The time has come, you guys. We are responsible interns (or proved ourselves to be responsible interns), and Devin, Imani, and I took charge of a Write-In.

There’s something magical about coming into a familiar place at an off time. It’s sort of like seeing your school at night, after the homecoming dance or after a parent-teacher night, when all of the teachers and students aren’t there.

I don’t know. To me it’s kind of cool.

Stop it, Devin. I know you’re making fun of me now.

Anyways, the phones weren’t ringing, which is always nice and calm. That might be it.  And with everyone’s desk without their owner, it was the ultimate time to cosplay as Gotham’s Best Office Workers.

Tonight Street will be played by Georgette

Tonight Street will be played by Georgette

It’s uncanny isn’t it?

Devin will play Dana.

Devin will play Dana.

Can someone say Oscar?

Britt will be played by Imani.

Britt will be played by Imani.

So we were in charge of the Write-In, and by “in charge” one of our tasks was signing people in and ushering them to their respectable rooms. This did not have to be a bigger deal than I made it, but I liked to think that I was playing matchmaker for two large rooms of people, almost as if I were Nick Fury, enrolling superheroes into the Avengers.

As Alex sat by, I debated which room of writers would win in a tug-o-war battle against one another.

“That one,” I told him rather decidedly, pointing at 1402. “It has more people. I gave them an unfair advantage.”

Alex considered this a moment before he replied, “Well, you don’t know the physicality of the other room.”

This was something I did not consider, and I bemoaned my failings as a Write-In Leader.
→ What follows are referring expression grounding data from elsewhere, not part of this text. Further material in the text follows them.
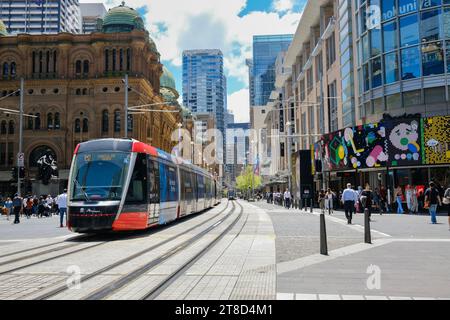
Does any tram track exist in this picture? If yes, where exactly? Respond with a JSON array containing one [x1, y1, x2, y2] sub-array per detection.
[[30, 200, 231, 300], [143, 201, 247, 300], [82, 201, 243, 300]]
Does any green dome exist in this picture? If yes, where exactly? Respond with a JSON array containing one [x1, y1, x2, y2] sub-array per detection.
[[0, 20, 7, 36], [160, 66, 176, 91], [102, 2, 145, 33]]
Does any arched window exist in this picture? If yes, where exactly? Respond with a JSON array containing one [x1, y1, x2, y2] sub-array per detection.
[[46, 51, 50, 73], [119, 49, 123, 71], [105, 49, 109, 72], [83, 60, 89, 74], [54, 112, 60, 129], [35, 113, 41, 130], [102, 110, 109, 133], [82, 118, 89, 133], [126, 48, 131, 71], [76, 88, 81, 95], [47, 113, 53, 129], [32, 51, 36, 73], [112, 49, 117, 71], [114, 110, 121, 132], [127, 114, 133, 132], [75, 60, 81, 74], [82, 88, 88, 95], [29, 146, 57, 168], [74, 119, 81, 133], [10, 62, 16, 77], [2, 62, 8, 77], [8, 121, 14, 134], [1, 121, 6, 134], [39, 51, 43, 73], [53, 50, 57, 73], [28, 116, 33, 130]]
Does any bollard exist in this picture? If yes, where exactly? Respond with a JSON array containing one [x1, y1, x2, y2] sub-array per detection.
[[310, 198, 313, 213], [320, 213, 328, 255], [364, 208, 372, 244]]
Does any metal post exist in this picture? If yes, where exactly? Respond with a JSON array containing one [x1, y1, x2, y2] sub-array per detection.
[[18, 77, 24, 197], [287, 122, 292, 193], [320, 213, 328, 255], [124, 74, 128, 138], [364, 208, 372, 244]]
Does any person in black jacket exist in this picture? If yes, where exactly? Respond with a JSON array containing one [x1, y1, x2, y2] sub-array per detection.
[[360, 184, 373, 221]]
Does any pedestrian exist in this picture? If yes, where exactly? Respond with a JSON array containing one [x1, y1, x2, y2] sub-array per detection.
[[25, 197, 33, 219], [394, 186, 404, 214], [318, 190, 326, 214], [12, 194, 23, 224], [424, 182, 442, 225], [4, 197, 12, 221], [325, 189, 335, 214], [284, 188, 292, 209], [443, 185, 450, 230], [373, 188, 381, 214], [360, 184, 373, 221], [38, 197, 46, 218], [56, 189, 68, 228], [410, 186, 419, 214], [341, 183, 357, 224]]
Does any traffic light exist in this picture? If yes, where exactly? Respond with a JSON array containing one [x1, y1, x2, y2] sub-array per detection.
[[11, 167, 17, 180], [19, 167, 25, 179]]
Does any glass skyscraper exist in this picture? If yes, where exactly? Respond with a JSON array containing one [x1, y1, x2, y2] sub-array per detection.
[[0, 0, 82, 35], [182, 49, 227, 138], [251, 34, 293, 106]]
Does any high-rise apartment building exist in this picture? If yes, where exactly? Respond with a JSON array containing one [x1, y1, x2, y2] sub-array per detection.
[[80, 2, 107, 34], [182, 49, 227, 162], [0, 0, 82, 35], [250, 34, 293, 107]]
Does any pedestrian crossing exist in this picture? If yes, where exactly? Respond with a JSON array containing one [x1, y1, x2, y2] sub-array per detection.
[[277, 293, 450, 300]]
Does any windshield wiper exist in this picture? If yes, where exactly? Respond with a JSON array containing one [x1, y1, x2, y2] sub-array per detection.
[[72, 179, 90, 202]]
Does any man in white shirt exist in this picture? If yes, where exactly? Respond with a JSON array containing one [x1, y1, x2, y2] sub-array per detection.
[[341, 184, 357, 224], [284, 189, 292, 209], [56, 189, 68, 228]]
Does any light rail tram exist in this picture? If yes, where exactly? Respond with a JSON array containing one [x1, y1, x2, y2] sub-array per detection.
[[67, 139, 221, 233]]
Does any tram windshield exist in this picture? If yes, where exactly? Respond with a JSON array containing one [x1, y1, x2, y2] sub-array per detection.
[[70, 152, 132, 201]]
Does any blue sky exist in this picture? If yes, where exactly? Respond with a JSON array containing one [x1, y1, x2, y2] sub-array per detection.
[[82, 0, 306, 122]]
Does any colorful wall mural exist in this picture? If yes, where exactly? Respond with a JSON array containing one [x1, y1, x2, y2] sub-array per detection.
[[312, 115, 449, 173], [422, 116, 450, 165]]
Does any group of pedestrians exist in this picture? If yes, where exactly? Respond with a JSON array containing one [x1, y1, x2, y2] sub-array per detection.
[[318, 189, 336, 214], [1, 189, 68, 228], [265, 189, 292, 209]]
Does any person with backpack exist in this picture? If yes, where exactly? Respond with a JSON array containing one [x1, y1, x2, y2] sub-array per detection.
[[12, 194, 23, 224], [360, 184, 373, 221], [424, 182, 442, 225]]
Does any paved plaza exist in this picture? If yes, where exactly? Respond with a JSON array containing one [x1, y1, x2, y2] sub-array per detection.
[[0, 200, 449, 300]]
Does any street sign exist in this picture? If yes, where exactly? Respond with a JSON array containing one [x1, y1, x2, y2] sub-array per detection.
[[17, 153, 24, 167]]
We also took care of the food. And by “took care of the food” I mean that we cut veggies for the platter and I made Alton Brown-esque commentary on technique and kitchen skill, until Devin asked if I was going to do that all night.

alton-brown-turkey

That made me laugh, but it also shut me up. Besides, I had trouble coming up with more techniques and ways to describe Devin’s wrists as she made cheese cubes.
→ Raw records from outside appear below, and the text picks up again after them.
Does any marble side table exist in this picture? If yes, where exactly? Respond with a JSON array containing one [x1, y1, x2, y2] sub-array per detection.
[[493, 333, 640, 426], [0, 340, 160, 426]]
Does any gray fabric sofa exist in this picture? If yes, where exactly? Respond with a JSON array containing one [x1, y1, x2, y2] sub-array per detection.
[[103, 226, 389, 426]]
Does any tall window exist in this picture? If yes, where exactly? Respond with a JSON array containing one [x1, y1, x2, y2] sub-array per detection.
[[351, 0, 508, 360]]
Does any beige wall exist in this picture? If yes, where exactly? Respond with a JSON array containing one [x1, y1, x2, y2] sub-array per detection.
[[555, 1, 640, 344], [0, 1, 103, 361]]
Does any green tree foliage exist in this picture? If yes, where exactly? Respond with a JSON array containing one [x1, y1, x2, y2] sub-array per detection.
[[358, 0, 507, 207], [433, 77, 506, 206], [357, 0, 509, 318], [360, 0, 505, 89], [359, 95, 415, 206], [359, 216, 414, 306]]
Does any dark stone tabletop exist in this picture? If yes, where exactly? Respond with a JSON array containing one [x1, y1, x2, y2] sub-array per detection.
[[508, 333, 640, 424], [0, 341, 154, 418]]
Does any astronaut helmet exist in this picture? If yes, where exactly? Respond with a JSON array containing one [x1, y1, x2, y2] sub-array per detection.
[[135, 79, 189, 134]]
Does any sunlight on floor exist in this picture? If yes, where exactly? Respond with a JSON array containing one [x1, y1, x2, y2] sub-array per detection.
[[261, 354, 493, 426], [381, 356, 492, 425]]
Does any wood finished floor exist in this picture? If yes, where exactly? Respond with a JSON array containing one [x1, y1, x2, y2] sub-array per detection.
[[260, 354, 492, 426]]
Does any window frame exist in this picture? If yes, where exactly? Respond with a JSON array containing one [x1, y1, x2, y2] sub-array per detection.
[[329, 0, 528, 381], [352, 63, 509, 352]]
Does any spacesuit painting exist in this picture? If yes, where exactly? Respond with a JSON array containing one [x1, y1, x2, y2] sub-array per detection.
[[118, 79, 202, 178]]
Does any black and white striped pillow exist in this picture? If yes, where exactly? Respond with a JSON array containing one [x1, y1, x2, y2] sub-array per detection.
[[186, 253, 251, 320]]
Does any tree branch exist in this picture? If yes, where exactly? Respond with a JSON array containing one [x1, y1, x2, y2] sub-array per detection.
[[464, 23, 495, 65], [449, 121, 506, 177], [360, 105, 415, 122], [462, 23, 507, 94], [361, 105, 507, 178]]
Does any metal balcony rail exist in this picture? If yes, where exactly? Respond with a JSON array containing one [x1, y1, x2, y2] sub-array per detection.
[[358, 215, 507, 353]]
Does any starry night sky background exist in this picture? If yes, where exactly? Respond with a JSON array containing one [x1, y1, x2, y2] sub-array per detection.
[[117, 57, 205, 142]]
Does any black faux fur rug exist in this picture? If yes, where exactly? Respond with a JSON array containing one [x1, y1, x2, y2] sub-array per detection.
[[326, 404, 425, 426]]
Write-Ins are always fun because there’s the break where you can get to know fellow writers, and we had the bonus of playing a Tetris-Frogger type of game as we did so, refilling food trays and grabbing the spare Blondies on the table.

We met a lot of nice people, and Imani chatted about poetry with Britt for a while.

Did I mention the wine?

I felt like a fancy waiter or a rapper’s groupie in a music video, pouring vino into awaiting empty glasses, being called over for more.

All-in-all, successfully, fun Write-In. You should probably go to one.